Essentially, it’s exactly what it sounds like. “A body recomposition program is an exercise and nutrition regimen that has the goal of simultaneously gaining muscle and losing fat,” explains Dan DeFigio, C.P.T., a fitness and nutrition expert, and author of Beating Sugar Addiction for Dummies. This process changes body composition, lowering a person’s body fat percentage while their weight stays the same or lowers at a rate much slower than with traditional weight loss. “Traditional ways of changing athletic bodies would involve a muscle gain phase followed by a leaning-out or fat-loss phase,” says DeFigio.

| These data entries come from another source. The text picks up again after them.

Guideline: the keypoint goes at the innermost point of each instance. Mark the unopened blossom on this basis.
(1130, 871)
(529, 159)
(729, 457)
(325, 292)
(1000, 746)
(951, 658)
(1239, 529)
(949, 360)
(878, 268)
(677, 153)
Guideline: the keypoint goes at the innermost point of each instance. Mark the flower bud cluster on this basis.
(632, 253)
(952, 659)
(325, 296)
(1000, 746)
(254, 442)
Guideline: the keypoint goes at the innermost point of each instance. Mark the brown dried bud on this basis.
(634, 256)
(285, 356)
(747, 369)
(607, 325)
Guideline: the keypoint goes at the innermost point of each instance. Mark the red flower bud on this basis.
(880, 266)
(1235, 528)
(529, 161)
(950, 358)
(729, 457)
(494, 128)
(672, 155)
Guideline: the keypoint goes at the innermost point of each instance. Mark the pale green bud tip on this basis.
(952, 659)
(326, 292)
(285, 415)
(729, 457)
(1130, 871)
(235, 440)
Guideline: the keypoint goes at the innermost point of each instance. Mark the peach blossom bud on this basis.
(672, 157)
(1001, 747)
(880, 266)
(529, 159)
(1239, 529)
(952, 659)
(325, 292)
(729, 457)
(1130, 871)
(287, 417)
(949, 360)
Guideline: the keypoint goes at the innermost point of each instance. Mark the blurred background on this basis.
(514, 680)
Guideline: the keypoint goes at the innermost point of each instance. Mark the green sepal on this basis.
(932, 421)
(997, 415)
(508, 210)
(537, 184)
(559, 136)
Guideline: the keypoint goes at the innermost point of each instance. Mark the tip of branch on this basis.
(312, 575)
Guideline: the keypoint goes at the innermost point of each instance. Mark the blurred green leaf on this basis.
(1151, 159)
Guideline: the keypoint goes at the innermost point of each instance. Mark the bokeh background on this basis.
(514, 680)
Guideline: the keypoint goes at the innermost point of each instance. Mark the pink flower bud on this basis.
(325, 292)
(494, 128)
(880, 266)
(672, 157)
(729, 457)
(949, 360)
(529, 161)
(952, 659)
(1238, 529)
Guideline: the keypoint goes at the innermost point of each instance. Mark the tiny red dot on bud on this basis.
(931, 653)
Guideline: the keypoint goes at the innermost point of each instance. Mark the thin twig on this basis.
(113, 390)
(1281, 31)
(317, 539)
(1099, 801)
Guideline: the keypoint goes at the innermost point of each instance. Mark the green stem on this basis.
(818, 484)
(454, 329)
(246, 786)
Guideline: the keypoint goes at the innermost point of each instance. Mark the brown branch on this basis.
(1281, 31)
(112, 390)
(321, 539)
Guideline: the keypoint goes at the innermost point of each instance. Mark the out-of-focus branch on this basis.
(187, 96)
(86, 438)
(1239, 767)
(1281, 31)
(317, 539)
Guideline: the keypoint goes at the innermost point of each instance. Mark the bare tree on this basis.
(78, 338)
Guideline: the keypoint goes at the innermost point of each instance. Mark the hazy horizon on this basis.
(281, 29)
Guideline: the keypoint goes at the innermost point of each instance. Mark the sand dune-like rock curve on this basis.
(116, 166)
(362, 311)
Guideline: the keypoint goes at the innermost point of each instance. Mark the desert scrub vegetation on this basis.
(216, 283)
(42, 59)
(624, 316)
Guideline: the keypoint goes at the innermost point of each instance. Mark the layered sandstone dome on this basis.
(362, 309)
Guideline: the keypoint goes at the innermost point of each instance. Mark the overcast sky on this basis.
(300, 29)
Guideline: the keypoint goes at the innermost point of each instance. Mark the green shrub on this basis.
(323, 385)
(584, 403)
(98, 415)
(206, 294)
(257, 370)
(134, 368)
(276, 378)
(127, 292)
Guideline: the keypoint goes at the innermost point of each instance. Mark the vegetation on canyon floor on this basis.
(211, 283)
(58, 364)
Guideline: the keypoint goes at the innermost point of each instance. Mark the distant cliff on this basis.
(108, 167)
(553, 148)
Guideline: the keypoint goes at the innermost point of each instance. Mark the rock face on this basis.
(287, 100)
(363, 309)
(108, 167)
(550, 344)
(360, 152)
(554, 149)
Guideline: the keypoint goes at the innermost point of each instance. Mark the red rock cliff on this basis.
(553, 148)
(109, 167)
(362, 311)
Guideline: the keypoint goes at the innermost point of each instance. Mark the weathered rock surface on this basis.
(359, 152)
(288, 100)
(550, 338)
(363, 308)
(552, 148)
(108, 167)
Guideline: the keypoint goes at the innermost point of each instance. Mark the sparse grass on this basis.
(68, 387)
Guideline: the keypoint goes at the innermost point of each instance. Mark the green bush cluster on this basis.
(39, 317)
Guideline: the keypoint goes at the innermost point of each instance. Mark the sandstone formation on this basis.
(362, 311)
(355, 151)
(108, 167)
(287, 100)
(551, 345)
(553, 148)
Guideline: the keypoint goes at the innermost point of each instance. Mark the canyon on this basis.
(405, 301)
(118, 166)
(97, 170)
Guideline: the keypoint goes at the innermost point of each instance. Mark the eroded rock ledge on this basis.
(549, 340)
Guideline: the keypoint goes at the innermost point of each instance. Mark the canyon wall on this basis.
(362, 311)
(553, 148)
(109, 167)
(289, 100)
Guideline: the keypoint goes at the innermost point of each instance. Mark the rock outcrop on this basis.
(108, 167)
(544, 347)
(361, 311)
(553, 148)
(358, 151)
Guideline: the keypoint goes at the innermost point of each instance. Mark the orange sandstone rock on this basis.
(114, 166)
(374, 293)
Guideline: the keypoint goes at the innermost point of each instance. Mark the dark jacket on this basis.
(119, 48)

This is also known as “bulking” and “cutting.” Body recomposition aims to accomplish both of these goals at once.
So how does it work? “Weight loss is a catabolic process whereby the body breaks down fat stores for energy,” explains Maggie Winzeler, C.S.C.S., an exercise physiologist and founder of Fitiverse. “This requires a caloric deficit to happen through exercise or nutrition, or ideally both.” That’s why the calories-in-calories-out approach to weight loss works for so many people. Gaining muscle is an anabolic (building up) process that requires both exercise and adequate macronutrient proportions, such as enough protein in your diet, says Winzeler. And while weight loss and muscle gain may seem to be in opposition to one another, they’re not impossible to achieve during the same period of time, as long as you plan your diet and exercise carefully, she says. “The rate of muscle acquisition will not be quite as fast for someone trying to simultaneously lose weight, but that’s okay.” This is why changing your body composition tends to take longer than a standard weight-loss plan.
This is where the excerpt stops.